Does the central bank have the tools to exterminate inflation? Or, are we reaching the point where without dramatic fiscal action, we will lose our achievements regarding price stability?

And, if the central bank does have the tools to exterminate inflation, then why are we blithely accepting such high inflation?

• In October 2001, you said it would take two to three years of disinflationary policy until the central bank could lower real interest rates to Western levels, without risking an inflationary outbreak.

You noted that much of the public's savings are still in vehicles linked to consumer prices, indicating that conquering inflation still needed much work.

But two months later you slashed lending rates by 2% to Western levels. What happened between October and December 2001? How many years do you now think high real interest will remain?

Have you returned to the view that the public's portfolio of assets much fundamentally change before the Bank of Israel can declare an expansionary monetary policy as a way to boost the economy without imperiling stable prices? Do you mean to stick to that policy, or under the appropriate circumstances, might you take "recesses" for deals with the PM?
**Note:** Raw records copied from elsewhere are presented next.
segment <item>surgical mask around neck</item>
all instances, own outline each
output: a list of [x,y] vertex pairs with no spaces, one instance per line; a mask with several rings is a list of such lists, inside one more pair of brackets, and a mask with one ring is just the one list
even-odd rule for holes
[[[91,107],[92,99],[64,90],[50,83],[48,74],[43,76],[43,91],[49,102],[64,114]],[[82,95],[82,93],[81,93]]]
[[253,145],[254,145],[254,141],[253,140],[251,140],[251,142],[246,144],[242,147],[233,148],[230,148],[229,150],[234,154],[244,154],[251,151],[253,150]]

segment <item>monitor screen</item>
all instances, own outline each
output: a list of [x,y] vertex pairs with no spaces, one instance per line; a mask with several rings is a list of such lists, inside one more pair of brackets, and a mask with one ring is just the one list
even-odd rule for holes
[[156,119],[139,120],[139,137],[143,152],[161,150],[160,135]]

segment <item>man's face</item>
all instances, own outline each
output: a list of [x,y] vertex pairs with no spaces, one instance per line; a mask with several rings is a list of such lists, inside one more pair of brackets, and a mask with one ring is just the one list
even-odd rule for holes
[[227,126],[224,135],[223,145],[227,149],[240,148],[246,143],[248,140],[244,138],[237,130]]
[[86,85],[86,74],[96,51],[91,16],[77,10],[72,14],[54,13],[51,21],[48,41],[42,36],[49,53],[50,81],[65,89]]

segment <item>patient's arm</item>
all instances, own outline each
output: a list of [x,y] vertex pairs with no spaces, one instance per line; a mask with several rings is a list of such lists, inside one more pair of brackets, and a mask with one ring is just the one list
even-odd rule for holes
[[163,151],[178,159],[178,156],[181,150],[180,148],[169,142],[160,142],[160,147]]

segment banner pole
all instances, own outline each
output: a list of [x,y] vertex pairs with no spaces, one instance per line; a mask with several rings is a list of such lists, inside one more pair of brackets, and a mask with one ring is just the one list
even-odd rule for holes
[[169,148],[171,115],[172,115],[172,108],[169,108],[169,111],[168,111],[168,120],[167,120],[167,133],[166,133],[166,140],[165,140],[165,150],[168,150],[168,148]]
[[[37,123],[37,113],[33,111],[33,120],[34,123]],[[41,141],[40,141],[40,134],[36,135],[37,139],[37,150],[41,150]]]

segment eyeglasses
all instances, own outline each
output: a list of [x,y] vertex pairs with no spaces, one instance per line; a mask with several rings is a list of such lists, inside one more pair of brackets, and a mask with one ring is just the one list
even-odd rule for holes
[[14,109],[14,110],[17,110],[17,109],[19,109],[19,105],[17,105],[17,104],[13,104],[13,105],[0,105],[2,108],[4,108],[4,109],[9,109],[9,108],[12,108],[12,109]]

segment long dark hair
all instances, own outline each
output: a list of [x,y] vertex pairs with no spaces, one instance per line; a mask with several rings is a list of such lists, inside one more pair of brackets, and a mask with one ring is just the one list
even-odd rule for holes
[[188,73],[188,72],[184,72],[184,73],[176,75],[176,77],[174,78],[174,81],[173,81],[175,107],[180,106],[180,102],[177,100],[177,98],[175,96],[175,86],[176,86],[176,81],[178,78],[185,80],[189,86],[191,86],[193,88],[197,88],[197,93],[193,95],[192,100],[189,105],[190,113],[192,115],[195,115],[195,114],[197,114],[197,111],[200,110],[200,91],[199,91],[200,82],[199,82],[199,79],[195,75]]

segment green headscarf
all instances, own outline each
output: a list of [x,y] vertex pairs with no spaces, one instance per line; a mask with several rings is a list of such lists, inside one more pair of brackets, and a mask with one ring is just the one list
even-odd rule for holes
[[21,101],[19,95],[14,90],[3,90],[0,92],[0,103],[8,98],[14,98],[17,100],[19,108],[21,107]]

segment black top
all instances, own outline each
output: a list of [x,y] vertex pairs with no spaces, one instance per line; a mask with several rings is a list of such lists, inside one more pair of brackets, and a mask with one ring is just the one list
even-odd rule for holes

• When you missed inflation targets in the past, from below however, you said there was no sense in measuring inflation using "calendars" what matters isn't inflation in a specific year, but the inflation environment over time.

Sounds reasonable. But is there no danger that such a steep rise in inflation, in a single calendar year, might cause sustained injury to the Bank of Israel's credibility, and reverse the economy's progress in abolishing linkages?

• At what rate of inflation need the calendar year end for you to address the people, and tell it one of two things: "Under the current fiscal policy led by the prime minister, the finance minister and the Knesset, I can assure that we will continue to approach price stability" or, "I was wrong. I will not repeat my mistakes. It proved costly. My predecessor, Professor Jacob Frenkel, also made mistakes like these but what matters is that from this point on, I will stay focused solely and only on price stability."